ConCerNet: A Contrastive Learning Based Framework for Automated
Conservation Law Discovery and Trustworthy Dynamical System Prediction
- URL: http://arxiv.org/abs/2302.05783v4
- Date: Wed, 19 Jul 2023 16:14:31 GMT
- Title: ConCerNet: A Contrastive Learning Based Framework for Automated
Conservation Law Discovery and Trustworthy Dynamical System Prediction
- Authors: Wang Zhang, Tsui-Wei Weng, Subhro Das, Alexandre Megretski, Luca
Daniel, Lam M. Nguyen
- Abstract summary: This paper proposes a new learning framework named ConCerNet to improve the trustworthiness of the DNN based dynamics modeling.

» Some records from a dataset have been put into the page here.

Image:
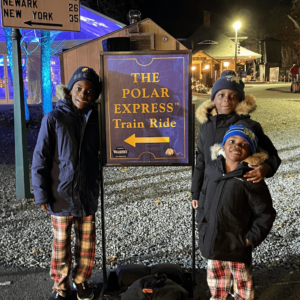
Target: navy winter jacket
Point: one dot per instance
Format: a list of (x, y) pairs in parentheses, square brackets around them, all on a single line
[(231, 210), (65, 166)]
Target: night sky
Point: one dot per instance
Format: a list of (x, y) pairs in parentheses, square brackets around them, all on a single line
[(182, 17)]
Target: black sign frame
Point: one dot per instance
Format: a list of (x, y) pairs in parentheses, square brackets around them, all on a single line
[(103, 117)]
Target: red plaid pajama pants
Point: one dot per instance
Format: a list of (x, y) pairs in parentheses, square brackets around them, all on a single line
[(221, 273), (61, 261)]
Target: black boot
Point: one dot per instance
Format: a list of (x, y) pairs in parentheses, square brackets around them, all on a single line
[(84, 291)]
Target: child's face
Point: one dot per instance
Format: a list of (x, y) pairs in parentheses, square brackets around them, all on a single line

We show that our method consistently outperforms the baseline neural networks in both coordinate error and conservation metrics.
- Score: 82.81767856234956
- License: http://arxiv.org/licenses/nonexclusive-distrib/1.0/
- Abstract: Deep neural networks (DNN) have shown great capacity of modeling a dynamical
system; nevertheless, they usually do not obey physics constraints such as
conservation laws. This paper proposes a new learning framework named ConCerNet
to improve the trustworthiness of the DNN based dynamics modeling to endow the
invariant properties. ConCerNet consists of two steps: (i) a contrastive
learning method to automatically capture the system invariants (i.e.
conservation properties) along the trajectory observations; (ii) a neural
projection layer to guarantee that the learned dynamics models preserve the
learned invariants. We theoretically prove the functional relationship between
the learned latent representation and the unknown system invariant function.
Experiments show that our method consistently outperforms the baseline neural
networks in both coordinate error and conservation metrics by a large margin.
With neural network based parameterization and no dependence on prior
knowledge, our method can be extended to complex and large-scale dynamics by
leveraging an autoencoder.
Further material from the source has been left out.